3. Green up your street
Front gardens make a huge contribution to our streets. Even the smallest of displays can really help brighten things up, offer a haven for wildlife and help reduce the risk of flooding.
Colourful and well-maintained front gardens create more attractive and friendly streets, create pride and show how well-loved streets and neighbourhoods are.
Great front gardens are also self-propelling - they encourage and inspire other people to make improvements leading to more changes and better streets for everyone.
Growing flowers, herbs and vegetables is a great way to bring some colour to your neighbourhood.
And spending time in your front garden planting things and watering gives you an opportunity to chat with neighbours and passers-by.
Even the smallest changes, such as plant pots outside the door, making a window box or planting daffodil bulbs on your street can make a big difference to how it feels and gets people to think differently about the area.
If you have no space for planting at your own house, consider if there is a location nearby for a community growing patch.
Organise a planting day and introduce trees
You could hold a planting day with neighbours where you all come together to plant containers and window boxes.
This is a fun activity suitable for all ages and can be fairly simple to organise. And it can be done safely whilst socially distancing.
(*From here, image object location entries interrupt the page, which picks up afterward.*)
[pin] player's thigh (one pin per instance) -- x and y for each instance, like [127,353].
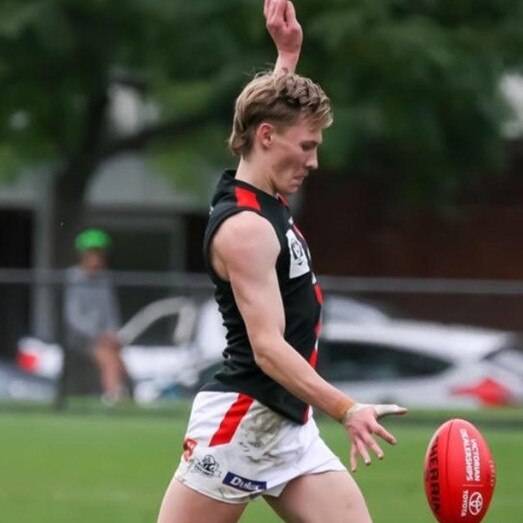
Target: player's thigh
[184,505]
[316,498]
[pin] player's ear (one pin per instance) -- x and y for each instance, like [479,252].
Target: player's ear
[265,134]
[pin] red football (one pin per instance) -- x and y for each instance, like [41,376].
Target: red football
[460,474]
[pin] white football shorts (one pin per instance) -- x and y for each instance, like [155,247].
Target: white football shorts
[236,449]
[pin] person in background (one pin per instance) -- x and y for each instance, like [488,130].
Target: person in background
[92,315]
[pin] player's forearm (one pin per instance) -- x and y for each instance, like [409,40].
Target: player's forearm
[287,367]
[286,62]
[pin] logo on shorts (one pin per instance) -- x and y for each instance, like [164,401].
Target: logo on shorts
[188,448]
[247,485]
[207,466]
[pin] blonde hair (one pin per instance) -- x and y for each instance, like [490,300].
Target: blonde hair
[279,99]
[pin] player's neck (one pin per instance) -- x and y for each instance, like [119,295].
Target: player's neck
[255,174]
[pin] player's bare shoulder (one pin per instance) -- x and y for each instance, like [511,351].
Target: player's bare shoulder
[245,238]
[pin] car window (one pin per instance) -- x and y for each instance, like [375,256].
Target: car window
[353,361]
[158,333]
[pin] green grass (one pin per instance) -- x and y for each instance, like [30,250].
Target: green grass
[58,468]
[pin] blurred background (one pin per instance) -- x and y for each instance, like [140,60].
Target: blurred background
[114,114]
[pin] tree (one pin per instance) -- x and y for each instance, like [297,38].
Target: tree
[60,59]
[416,88]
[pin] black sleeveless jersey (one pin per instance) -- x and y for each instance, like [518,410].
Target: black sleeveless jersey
[300,293]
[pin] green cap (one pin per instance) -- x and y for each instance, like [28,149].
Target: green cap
[92,239]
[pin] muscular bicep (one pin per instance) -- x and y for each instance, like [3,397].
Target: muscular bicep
[246,249]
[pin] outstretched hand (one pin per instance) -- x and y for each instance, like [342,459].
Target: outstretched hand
[361,423]
[283,26]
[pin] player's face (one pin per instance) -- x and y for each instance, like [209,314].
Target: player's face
[294,153]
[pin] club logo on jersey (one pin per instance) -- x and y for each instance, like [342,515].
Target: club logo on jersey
[207,466]
[299,262]
[247,485]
Because plants need regular care and attention, they also provide a fantastic way for neighbours to stay involved.
You might have someone on your street who has knowledge of planting. And you could approach people with great front gardens as a starting point.
Ask neighbours to bring a container with them, and then you can all plant seeds or plants into them.
You might like to think of a theme to tie the front gardens together and create a connected display, such as sunflowers, bee-friendly plants such as lavender or a colour scheme.
Trees can make a huge difference to your street too. They are attractive, help to reduce pollution, attract wildlife, act as shade on a sunny day and can even provide edible fruit.
Although maintenance needs can make them expensive for local authorities, the benefits make the possibility of introducing trees worth looking into.
- You can find gardening tips and helpful advice about maintaining plant containers at the Royal Horticultural Society.
- For advice on growing food in urban environments try the Incredible Edible Network.
- Short of space? Try the window box gardening guide from the BBC.
- USA based Depave promotes the transformation of over-paved places to overcome the social and environmental impacts of pavement.
- If you want to try to introduce trees, The Tree Council is a good resource on which trees to select.
4. Campaign for a 20 mph zone
Find out if where you live is implementing 20mph as the default speed limit in residential and urban streets.
If not, join the 20’s plenty campaign.
5. Encourage residents to travel actively more often
You could organise a street event to raise awareness of the traffic issues in your street and give alternatives to getting around by car.
Why not encourage your neighbours to try out cycling and walking for more of their every day trips?
You can ask your local school if they have travel plans in place which encourage children and staff to walk, scoot and cycle to school.
Or see if there are any local bike training sessions or cycling events and encourage people on your street to go.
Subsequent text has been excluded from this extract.